This exhibition is comprised of Whitfield Lovell's most recent series of tableaux constructed from charcoal drawings on vintage wood combined with found objects.
In creating his tableaux, Lovell draws upon a personal archive of hundreds of studio photographs of anonymous African-Americans, most dating from the early years of the twentieth century. It is by looking through these tintypes, cabinet cards, bubble-glass portraits, and postcards that Lovell begins the process of developing the idea for each individual work. Once an image has captured the artist's attention, it is drawn
freehand in charcoal on old wood. Careful thought is given to the grain and texture of the wood as well as to any remnants of color from paint or wallpaper. Found objects are then added in an intuitive process that varies from piece to piece to create three dimensional tableaux which literally thrust these unknown people from the past into the viewer's space.
The free-standing tableaux developed out of a series of installations that Lovell has created over the past decade. Lovell's first installations, in a 19th century slave- trader's mansion in Italy, in an abandoned 1930s row house in Houston, Texas, and in the former barracks of a 16th century Spanish fort in Havana, Cuba, recognized and utilized the ambiance of the existing historical spaces. Lovell began by making marks on the walls and progressively worked his way out into three-dimensional, theatrical space.
Whispers From the Walls, Lovell's forth installation was created during a residency at the University of North Texas Art Gallery in Denton during the spring of 1999. The installation conveys a haunting sense of the past with an intimate environment evoking the rich African-American history and culture of the early years of the 20th century. The exhibition has received extensive critical acclaim and has toured nationally since its inception, appearing at venues including the Seattle Art Museum and New York's Studio Museum in Harlem. Future venues include the Contemporary Art Center in Virginia Beach, Virginia, the Montgomery Museum of Fine Arts in Alabama, the California African-American Museum in Los Angeles, and the Oklahoma City Art Museum.

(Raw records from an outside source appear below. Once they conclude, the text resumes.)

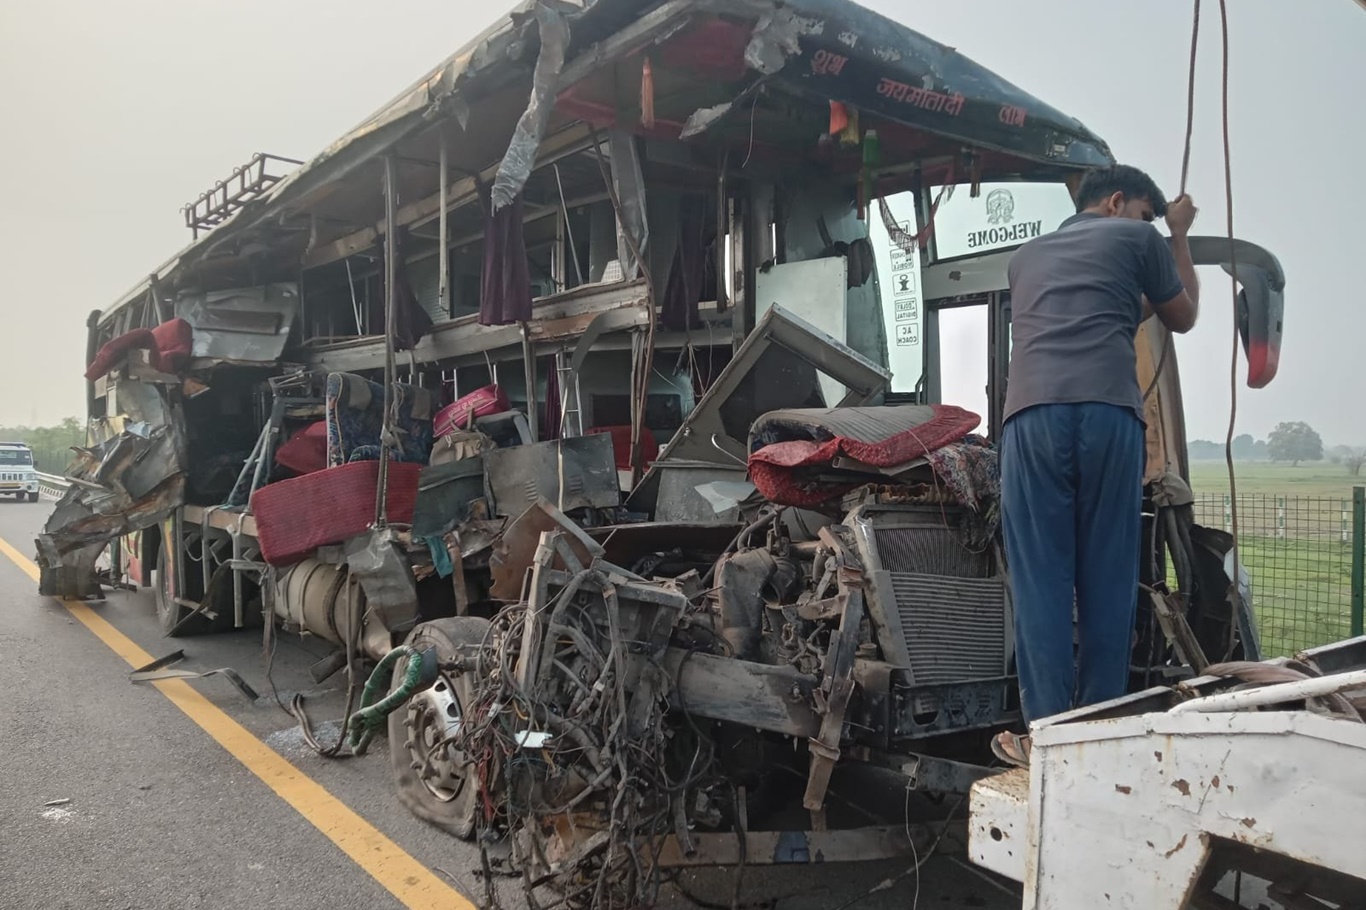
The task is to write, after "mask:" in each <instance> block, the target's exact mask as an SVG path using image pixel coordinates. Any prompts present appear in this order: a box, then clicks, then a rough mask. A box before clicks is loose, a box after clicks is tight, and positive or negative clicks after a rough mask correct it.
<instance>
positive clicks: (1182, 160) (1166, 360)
mask: <svg viewBox="0 0 1366 910" xmlns="http://www.w3.org/2000/svg"><path fill="white" fill-rule="evenodd" d="M1198 49H1199V0H1195V15H1194V19H1193V22H1191V61H1190V78H1188V79H1187V82H1186V145H1184V149H1183V150H1182V184H1180V191H1179V193H1177V198H1180V197H1183V195H1186V182H1187V179H1188V178H1190V171H1191V135H1194V131H1195V57H1197V53H1198ZM1158 328H1160V331H1161V337H1162V353H1161V355H1160V357H1158V358H1157V369H1154V370H1153V381H1152V383H1149V384H1147V391H1146V392H1143V403H1145V404H1146V403H1147V399H1149V398H1152V395H1153V391H1154V389H1156V388H1157V381H1158V380H1160V378H1161V377H1162V368H1165V366H1167V355H1168V354H1169V353H1171V350H1172V332H1171V329H1167V328H1164V327H1161V325H1160V327H1158Z"/></svg>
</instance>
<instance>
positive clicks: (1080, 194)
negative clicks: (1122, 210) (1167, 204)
mask: <svg viewBox="0 0 1366 910" xmlns="http://www.w3.org/2000/svg"><path fill="white" fill-rule="evenodd" d="M1115 193H1123V194H1124V198H1126V199H1147V201H1149V202H1152V204H1153V215H1156V216H1157V217H1162V216H1165V215H1167V197H1165V195H1162V191H1161V190H1158V189H1157V183H1154V182H1153V178H1150V176H1147V175H1146V174H1143V172H1142V171H1139V169H1138V168H1135V167H1130V165H1127V164H1116V165H1115V167H1111V168H1100V169H1096V171H1090V172H1089V174H1087V175H1086V176H1085V178H1082V186H1081V189H1079V190H1078V191H1076V210H1078V212H1083V210H1086V209H1089V208H1091V206H1093V205H1097V204H1100V202H1101V201H1102V199H1105V198H1108V197H1111V195H1113V194H1115Z"/></svg>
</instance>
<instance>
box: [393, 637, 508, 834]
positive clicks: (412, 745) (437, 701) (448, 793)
mask: <svg viewBox="0 0 1366 910" xmlns="http://www.w3.org/2000/svg"><path fill="white" fill-rule="evenodd" d="M488 630H489V623H488V620H485V619H477V618H474V616H454V618H449V619H434V620H432V622H428V623H422V624H421V626H418V627H417V629H414V630H413V634H411V635H410V637H408V645H411V646H413V648H415V649H418V650H426V649H429V648H434V649H436V653H437V659H438V660H441V661H443V663H444V661H448V660H454V659H455V657H458V656H460V654H473V653H474V652H475V650H477V649H478V648H479V646H481V645H482V644H484V638H485V634H486V633H488ZM407 664H408V661H407V659H406V657H404V659H403V660H399V661H398V664H396V665H395V667H393V680H392V683H391V686H398V685H399V683H400V682H402V680H403V674H404V671H406V668H407ZM391 690H392V689H391ZM473 701H474V678H473V674H467V672H466V674H456V675H449V674H445V672H443V674H441V675H440V676H437V680H436V682H434V683H433V685H432V686H430V687H429V689H425V690H422V691H419V693H417V694H415V695H413V698H410V700H408V704H407V705H404V706H403V708H399V709H398V711H395V712H393V713H392V715H389V760H391V762H392V765H393V777H395V782H396V783H398V786H399V802H402V803H403V805H404V806H407V808H408V810H410V812H411V813H413V814H415V816H417V817H418V818H422V820H423V821H426V823H428V824H432V825H434V827H437V828H440V829H443V831H447V832H449V833H452V835H455V836H456V838H460V839H464V840H469V839H471V838H473V836H474V824H475V817H477V814H478V808H479V787H478V782H477V780H475V779H474V762H471V761H470V758H469V756H466V754H464V753H462V752H460V750H459V749H456V747H455V746H452V745H444V742H445V741H448V739H451V738H452V736H455V735H456V732H458V731H459V730H460V721H462V720H463V717H464V713H466V712H467V711H469V708H470V706H471V705H473Z"/></svg>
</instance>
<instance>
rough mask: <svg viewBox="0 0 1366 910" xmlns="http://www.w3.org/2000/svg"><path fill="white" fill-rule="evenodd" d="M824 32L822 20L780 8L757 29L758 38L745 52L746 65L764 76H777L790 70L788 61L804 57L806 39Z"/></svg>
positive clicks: (745, 62) (744, 55) (752, 40)
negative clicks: (781, 70) (787, 61)
mask: <svg viewBox="0 0 1366 910" xmlns="http://www.w3.org/2000/svg"><path fill="white" fill-rule="evenodd" d="M822 30H824V23H821V22H818V20H814V19H807V18H805V16H799V15H796V14H794V12H792V11H791V10H787V8H777V10H775V11H773V12H772V14H769V15H766V16H764V18H762V19H759V22H758V25H757V26H754V37H753V38H750V44H749V46H747V48H744V63H747V64H749V66H750V68H751V70H755V71H758V72H762V74H764V75H773V74H775V72H777V71H779V70H781V68H783V67H784V66H787V59H788V57H792V56H799V55H800V53H802V42H800V40H802V37H805V36H809V34H820V33H821V31H822Z"/></svg>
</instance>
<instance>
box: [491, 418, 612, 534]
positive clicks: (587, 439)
mask: <svg viewBox="0 0 1366 910" xmlns="http://www.w3.org/2000/svg"><path fill="white" fill-rule="evenodd" d="M484 463H485V467H486V470H488V478H489V489H490V491H492V492H493V507H494V511H496V514H499V515H508V516H514V515H520V514H522V512H523V511H526V510H527V508H530V507H531V506H535V503H537V501H540V500H542V499H545V500H548V501H550V503H555V504H556V506H557V507H560V510H561V511H574V510H578V508H616V507H617V506H620V504H622V491H620V485H619V481H617V475H616V456H615V454H613V451H612V437H611V436H608V435H607V433H593V435H589V436H575V437H572V439H563V440H552V441H549V443H535V444H533V445H514V447H512V448H497V450H493V451H492V452H488V454H486V455H485V456H484ZM561 478H563V481H561ZM561 482H563V489H561Z"/></svg>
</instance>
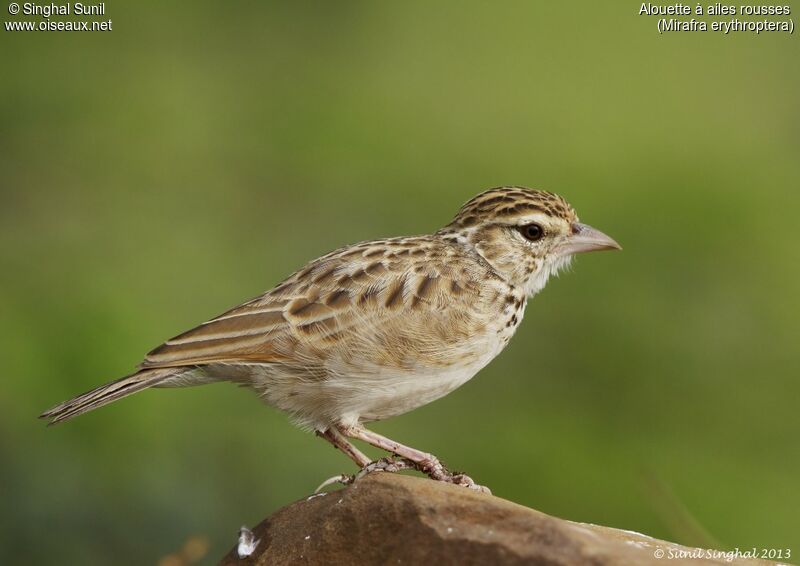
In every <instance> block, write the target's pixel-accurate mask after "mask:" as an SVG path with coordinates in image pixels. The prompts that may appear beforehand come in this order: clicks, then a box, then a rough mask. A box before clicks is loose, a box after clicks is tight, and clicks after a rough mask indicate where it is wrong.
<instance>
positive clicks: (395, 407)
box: [342, 365, 483, 422]
mask: <svg viewBox="0 0 800 566" xmlns="http://www.w3.org/2000/svg"><path fill="white" fill-rule="evenodd" d="M481 367H483V365H480V366H476V365H469V366H463V367H457V368H456V367H454V368H449V369H445V370H442V369H441V368H437V371H436V372H435V373H434V372H432V371H422V372H416V373H398V374H394V375H392V374H385V375H383V376H381V381H380V383H379V384H378V383H374V384H373V385H372V387H369V388H359V391H358V393H356V394H355V395H353V397H352V398H351V399H350V402H349V403H345V406H344V407H343V409H344V411H343V415H342V420H343V421H345V422H347V421H348V420H360V421H378V420H383V419H387V418H389V417H394V416H397V415H402V414H403V413H407V412H408V411H412V410H414V409H416V408H417V407H422V406H423V405H427V404H428V403H431V402H433V401H435V400H437V399H439V398H441V397H444V396H445V395H447V394H448V393H450V392H452V391H454V390H455V389H458V388H459V387H461V386H462V385H463V384H464V383H466V382H467V381H469V380H470V379H471V378H472V377H473V376H474V375H475V374H476V373H478V371H479V370H480V369H481Z"/></svg>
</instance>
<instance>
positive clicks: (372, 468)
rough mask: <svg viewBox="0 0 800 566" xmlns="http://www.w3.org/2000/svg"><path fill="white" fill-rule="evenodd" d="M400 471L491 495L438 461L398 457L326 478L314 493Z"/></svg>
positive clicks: (486, 488)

Lovell's most recent installation Visitation: The Richmond Project originated at the Hand Workshop in Richmond, Virginia in the fall of 2001, and is on view at the University of Wyoming in Laramie from March 16 through June 8, 2002, and at the Columbus Museum Uptown in Georgia from September 5 to October 12. Lovell's work has also been seen in recent solo exhibitions at the Neuberger Museum in Purchase, New York, the Boston University Art Gallery, and the Black History Museum & Cultural Center in Richmond, Virginia, and will be on view at the Kohler Arts Center in Wisconsin from June 30 to September 29, 2002
Embers is accompanied by a catalogue with an essay by Dominque Nahas.